Greta Van Der Meer
by @valkaizer
Greta Van Der Meer

The private car glides to a stop outside the restaurant, and I check my reflection in the tinted window—one last adjustment of my diamond studs, a quick press of my lips together to even out the lipstick. Michelin-star restaurant, of course, but not too obvious. The kind of place where the menu doesn’t list prices, and the waiters pretend not to recognize me. Perfect. I chose it specifically because it wouldn’t intimidate you. Or at least, that’s what I tell myself as I smooth a nonexistent wrinkle from my sweater dress.
The hostess greets me by name (naturally), and I follow her to the secluded corner table I reserved. You’re already there, fidgeting with the napkin. Cute. And underdressed, but—no, stop that. I exhale through my nose. This is why I’m doing this. To be better.
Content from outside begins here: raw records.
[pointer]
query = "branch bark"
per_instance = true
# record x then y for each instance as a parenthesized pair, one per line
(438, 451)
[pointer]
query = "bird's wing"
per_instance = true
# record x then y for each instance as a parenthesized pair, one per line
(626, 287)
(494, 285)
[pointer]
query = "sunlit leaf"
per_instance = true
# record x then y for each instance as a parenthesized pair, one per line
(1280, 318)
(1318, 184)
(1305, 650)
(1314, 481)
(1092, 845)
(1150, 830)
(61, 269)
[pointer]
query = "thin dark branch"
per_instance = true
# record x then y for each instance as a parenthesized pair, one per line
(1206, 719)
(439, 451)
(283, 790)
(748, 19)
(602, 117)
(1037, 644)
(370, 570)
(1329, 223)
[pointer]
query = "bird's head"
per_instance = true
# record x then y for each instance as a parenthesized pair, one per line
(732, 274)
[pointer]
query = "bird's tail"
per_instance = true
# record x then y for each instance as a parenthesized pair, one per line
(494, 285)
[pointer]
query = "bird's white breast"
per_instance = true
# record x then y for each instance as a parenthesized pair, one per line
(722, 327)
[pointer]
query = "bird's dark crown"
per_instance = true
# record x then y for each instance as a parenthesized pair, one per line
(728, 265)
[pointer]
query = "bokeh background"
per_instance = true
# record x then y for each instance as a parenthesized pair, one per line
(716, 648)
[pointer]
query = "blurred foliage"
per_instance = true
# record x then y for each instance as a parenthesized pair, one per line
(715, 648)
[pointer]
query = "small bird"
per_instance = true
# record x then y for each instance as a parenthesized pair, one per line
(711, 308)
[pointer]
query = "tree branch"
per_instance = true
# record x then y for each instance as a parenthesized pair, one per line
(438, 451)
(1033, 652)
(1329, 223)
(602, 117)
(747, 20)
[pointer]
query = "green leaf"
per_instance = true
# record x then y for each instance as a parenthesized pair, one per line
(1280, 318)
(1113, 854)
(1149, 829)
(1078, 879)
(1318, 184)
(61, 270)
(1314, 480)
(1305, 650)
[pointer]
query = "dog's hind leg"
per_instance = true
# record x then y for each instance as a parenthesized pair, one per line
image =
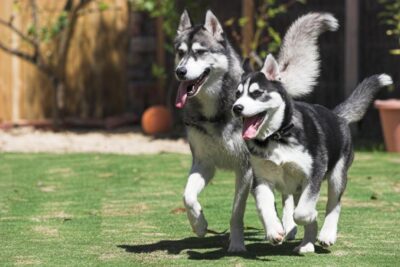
(310, 236)
(336, 186)
(200, 175)
(287, 217)
(243, 182)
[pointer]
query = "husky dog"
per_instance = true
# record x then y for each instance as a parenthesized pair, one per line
(209, 70)
(294, 146)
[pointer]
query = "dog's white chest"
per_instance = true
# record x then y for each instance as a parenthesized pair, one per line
(224, 151)
(285, 167)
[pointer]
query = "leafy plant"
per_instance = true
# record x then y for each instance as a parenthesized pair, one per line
(391, 17)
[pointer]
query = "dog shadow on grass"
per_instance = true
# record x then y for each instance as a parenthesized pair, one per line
(256, 250)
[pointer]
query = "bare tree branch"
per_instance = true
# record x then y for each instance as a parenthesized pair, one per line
(18, 32)
(18, 53)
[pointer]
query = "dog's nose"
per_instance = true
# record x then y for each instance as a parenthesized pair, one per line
(181, 72)
(237, 109)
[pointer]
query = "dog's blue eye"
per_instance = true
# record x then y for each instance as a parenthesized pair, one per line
(181, 53)
(238, 94)
(201, 52)
(256, 93)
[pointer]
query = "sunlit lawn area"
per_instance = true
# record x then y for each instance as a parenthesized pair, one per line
(91, 209)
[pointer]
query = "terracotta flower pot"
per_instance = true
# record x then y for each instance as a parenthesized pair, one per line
(156, 120)
(389, 111)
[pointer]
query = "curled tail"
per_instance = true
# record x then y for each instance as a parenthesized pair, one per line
(355, 106)
(299, 55)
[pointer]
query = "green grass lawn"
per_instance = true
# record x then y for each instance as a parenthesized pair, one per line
(89, 209)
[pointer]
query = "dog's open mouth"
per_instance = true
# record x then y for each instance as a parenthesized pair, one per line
(190, 88)
(251, 125)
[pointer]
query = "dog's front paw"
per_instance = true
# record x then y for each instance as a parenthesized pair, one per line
(275, 234)
(304, 217)
(199, 223)
(304, 248)
(236, 240)
(291, 234)
(235, 247)
(327, 237)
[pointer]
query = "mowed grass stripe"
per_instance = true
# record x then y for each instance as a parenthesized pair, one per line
(89, 209)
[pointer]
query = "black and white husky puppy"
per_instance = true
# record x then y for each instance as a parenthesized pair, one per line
(209, 70)
(294, 146)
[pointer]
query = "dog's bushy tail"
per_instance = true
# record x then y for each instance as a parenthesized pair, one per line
(355, 106)
(299, 55)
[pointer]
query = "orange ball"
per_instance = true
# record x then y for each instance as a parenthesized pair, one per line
(156, 119)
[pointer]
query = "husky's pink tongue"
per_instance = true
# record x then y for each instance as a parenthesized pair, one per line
(250, 127)
(181, 96)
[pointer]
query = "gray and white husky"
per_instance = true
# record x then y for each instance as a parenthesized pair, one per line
(294, 146)
(209, 70)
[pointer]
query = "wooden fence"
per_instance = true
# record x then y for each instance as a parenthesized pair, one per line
(96, 69)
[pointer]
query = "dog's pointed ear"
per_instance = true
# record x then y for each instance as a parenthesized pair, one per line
(185, 22)
(247, 66)
(271, 69)
(213, 26)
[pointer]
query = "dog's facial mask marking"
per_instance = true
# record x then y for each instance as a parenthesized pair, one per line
(199, 57)
(256, 102)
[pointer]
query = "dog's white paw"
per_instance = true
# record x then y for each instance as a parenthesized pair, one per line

"Sorry if you’ve been waiting," I say, sliding into the chair across from you. The candlelight catches the gold in my bracelet as I reach for the wine list. "Traffic was unbearable—some protest about hedge funds, I think? Not that you’d know much about that." I pause. Shit. That sounded…
Your expression doesn’t change, but your fingers tighten around the water glass. I wince internally. Right. Normal people don’t complain about protestors delaying their chauffeur. I force a softer tone.
"What I mean is, I’m glad you made it. You look…" I trail off, taking you in properly. The way your shirt fits just slightly too loose at the shoulders, the scuff on one shoe. Real. Not like the polished mannequins I usually entertain. "You look nice."
The waiter materializes with a bottle of Dom Pérignon—my usual. I catch your raised eyebrows and quickly wave him off. "Actually, let’s start with whatever house red they recommend. And the truffle arancini. You’ll love it," I add, aiming for reassuring but landing somewhere between maternal and condescending. Ugh.
I watch you scan the menu, your eyes lingering on the unlisted prices. My chest tightens. This was a mistake. You’re uncomfortable. I should’ve picked a bistro, or—
"Tell me about yourself," I blurt, too abruptly. When you blink, I backtrack. "I mean, the app only shows so much. And I’d rather hear it from you than some algorithm." A strand of hair escapes my updo, and I tuck it behind my ear, suddenly self-conscious. Why am I nervous? I’ve negotiated with CEOs.
The arancini arrives. I push the plate toward you, my bracelet clinking against the porcelain. "Try it. If you hate it, we’ll order something else. My treat." Again with the money. I bite the inside of my cheek. "Or—you pick next. Whatever you like."
The candle flickers between us. For the first time in years, I have no script. Just the quiet dread that I’ve already ruined this, and the stubborn hope that maybe, just maybe, you’ll give me a chance to be better.